Ejemplo 10: Efecto en las propiedades reológicas de soluciones peptídicas después del tratamiento con DMEM
Sobre la base de los resultados del efecto en las propiedades reológicas de las soluciones peptídicas después de ajustar sus niveles de fuerza iónica, se evaluó el efecto en las propiedades reológicas de los hidrogeles peptídicos después del tratamiento con DMEM durante 10 minutos. La propiedad reológica de los hidrogeles PuraMatrix® después del tratamiento con DMEM aumentó con el ajuste de la fuerza iónica hasta 0,7 M, mientras que disminuye por encima de 0,7 M. La propiedad reológica de los hidrogeles IEIK13 después del tratamiento con DMEm no cambió significativamente con el ajuste de la fuerza iónica hasta 0,025 M, mientras que disminuye por encima de 0,03 M. Por encima de 0,9 M de la fuerza iónica de NaCl en la cual la solución de PuraMatrix® se vuelve turbia, las propiedades reológicas de PuraMatrix® no cambiaron con el tratamiento con DMEM, lo que demuestra que no hay gelificación.

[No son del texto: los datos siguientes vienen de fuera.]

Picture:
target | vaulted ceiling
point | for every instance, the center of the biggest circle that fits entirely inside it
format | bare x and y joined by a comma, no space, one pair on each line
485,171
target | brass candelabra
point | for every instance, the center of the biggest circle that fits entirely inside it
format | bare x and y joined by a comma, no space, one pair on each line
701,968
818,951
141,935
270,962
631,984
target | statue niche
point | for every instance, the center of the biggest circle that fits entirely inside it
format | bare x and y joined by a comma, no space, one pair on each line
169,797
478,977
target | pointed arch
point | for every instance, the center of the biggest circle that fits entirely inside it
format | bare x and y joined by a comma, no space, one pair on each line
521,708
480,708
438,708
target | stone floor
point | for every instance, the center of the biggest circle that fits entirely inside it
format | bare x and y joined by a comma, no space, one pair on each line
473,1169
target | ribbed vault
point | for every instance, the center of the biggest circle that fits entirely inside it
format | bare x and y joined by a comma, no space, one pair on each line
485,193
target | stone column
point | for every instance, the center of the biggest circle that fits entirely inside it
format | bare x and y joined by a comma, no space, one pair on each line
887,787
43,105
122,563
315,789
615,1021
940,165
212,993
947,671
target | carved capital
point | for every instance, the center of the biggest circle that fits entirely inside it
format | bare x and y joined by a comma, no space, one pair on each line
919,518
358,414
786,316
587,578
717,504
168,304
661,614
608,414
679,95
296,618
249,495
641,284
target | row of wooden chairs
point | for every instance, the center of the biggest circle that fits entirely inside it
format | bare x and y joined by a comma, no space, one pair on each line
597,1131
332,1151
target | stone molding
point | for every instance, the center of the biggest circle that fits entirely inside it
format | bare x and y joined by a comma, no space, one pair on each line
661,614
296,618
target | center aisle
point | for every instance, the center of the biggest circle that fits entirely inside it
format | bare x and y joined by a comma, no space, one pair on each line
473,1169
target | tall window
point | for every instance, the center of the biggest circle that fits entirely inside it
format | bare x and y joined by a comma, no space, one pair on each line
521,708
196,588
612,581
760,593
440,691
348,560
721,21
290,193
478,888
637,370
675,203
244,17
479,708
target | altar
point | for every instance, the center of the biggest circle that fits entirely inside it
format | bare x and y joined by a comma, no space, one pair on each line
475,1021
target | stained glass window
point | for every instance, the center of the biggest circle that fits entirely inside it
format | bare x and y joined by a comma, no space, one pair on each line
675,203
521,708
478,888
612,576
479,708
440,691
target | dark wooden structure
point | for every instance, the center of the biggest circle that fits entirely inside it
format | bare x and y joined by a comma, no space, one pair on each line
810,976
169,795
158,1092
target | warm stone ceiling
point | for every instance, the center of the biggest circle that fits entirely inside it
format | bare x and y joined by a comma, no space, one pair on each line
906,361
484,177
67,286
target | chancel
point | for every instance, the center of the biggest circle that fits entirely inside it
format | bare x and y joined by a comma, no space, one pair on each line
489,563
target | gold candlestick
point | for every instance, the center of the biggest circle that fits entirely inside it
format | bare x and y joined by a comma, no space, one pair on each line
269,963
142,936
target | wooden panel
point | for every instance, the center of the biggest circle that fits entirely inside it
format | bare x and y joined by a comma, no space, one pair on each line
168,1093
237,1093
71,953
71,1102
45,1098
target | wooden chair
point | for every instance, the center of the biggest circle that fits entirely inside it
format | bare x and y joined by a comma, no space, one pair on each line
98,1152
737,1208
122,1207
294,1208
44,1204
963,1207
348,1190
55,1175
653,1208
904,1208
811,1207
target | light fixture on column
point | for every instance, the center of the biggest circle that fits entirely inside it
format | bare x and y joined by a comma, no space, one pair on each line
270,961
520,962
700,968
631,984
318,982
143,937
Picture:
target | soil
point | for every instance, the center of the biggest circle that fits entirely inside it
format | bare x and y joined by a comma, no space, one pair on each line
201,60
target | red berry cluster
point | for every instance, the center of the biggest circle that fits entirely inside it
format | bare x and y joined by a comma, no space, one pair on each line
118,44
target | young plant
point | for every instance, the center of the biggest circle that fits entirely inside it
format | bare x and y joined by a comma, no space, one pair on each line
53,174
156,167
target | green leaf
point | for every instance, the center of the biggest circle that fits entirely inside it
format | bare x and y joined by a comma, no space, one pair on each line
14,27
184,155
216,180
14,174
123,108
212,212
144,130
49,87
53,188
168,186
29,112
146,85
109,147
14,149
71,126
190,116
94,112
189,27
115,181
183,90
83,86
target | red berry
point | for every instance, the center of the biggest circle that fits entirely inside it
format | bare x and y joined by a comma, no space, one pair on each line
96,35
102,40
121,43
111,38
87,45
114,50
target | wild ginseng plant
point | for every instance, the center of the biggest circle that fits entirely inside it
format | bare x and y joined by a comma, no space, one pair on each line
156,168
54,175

Los resultados se muestran en la Figura 15 para hidrogeles PuraMatrix® al 1 % y en la Figura 16 para hidrogeles IEIK13 al 1 %, ambos después del tratamiento con DMEM durante 10 min. Se realizaron pruebas de barrido de frecuencia de 1 rad/seg a 10 rad/seg a 1 Pa y se seleccionó el módulo de almacenamiento a 1 rad/seg para los datos.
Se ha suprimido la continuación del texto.